|Date(s):||February 23, 1842|
|Tag(s):||Agriculture, Detroit, Immigration|
|Course:||“Environmental History in Detroit,” University of Michigan|
|Rating:||4.5 (2 votes)|
In 1842, The Signal of Liberty, a small newspaper associated with the Liberty Party of Michigan, published an article detailing the current state of agriculture in Michigan and the uncertainty surrounding its future. Tariffs and duties threatened the economic security of the wheat-producing states, and many feared that unless the farmers organized and acted their interests would be neglected before Congress. Josiah Snow, a prominent Detroit resident, urged every town in Michigan to send petitions to Congress to demonstrate the state's unity on the issues facing what he described as their most important industry. Michigan's grain production exceeded New England's, New York's, and Ohio's making its economy especially vulnerable to restrictive policies. As The Signal of Liberty put it, "the wealth of (the) state is derived chiefly from the soil, and the industry bestowed on it."

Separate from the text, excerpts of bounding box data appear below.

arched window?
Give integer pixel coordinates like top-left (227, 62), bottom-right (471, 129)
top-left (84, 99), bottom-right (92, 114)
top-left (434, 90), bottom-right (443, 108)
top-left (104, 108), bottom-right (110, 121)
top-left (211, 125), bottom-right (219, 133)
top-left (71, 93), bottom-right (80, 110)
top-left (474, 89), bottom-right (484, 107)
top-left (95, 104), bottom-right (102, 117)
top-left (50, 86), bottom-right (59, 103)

Unlike the Michigan and Detroit of the 20th century, the Michigan of the 19th century relied heavily on agriculture for its economic success. With the construction of the Erie Canal, Detroit's strategic location along the Detroit River and proximity to the Great Lakes made it an ideal port for transporting goods and people to and from the east. Competition and high tariffs in eastern states, as well as Michigan's relatively cheap land, drove many small farmers from the east coast to migrate to Detroit and the surrounding areas. Between 1830 and 1840, the population of Detroit increased 309 percent due largely to the agricultural draw. The population of Southern Michigan would only continue to increase in the twentieth century, as its focus shifted to manufacturing, but the agricultural focus of the mid 1800's made it an immigration hub for people from all over the country and contributed greatly to Detroit's development as an influential metropolitan center.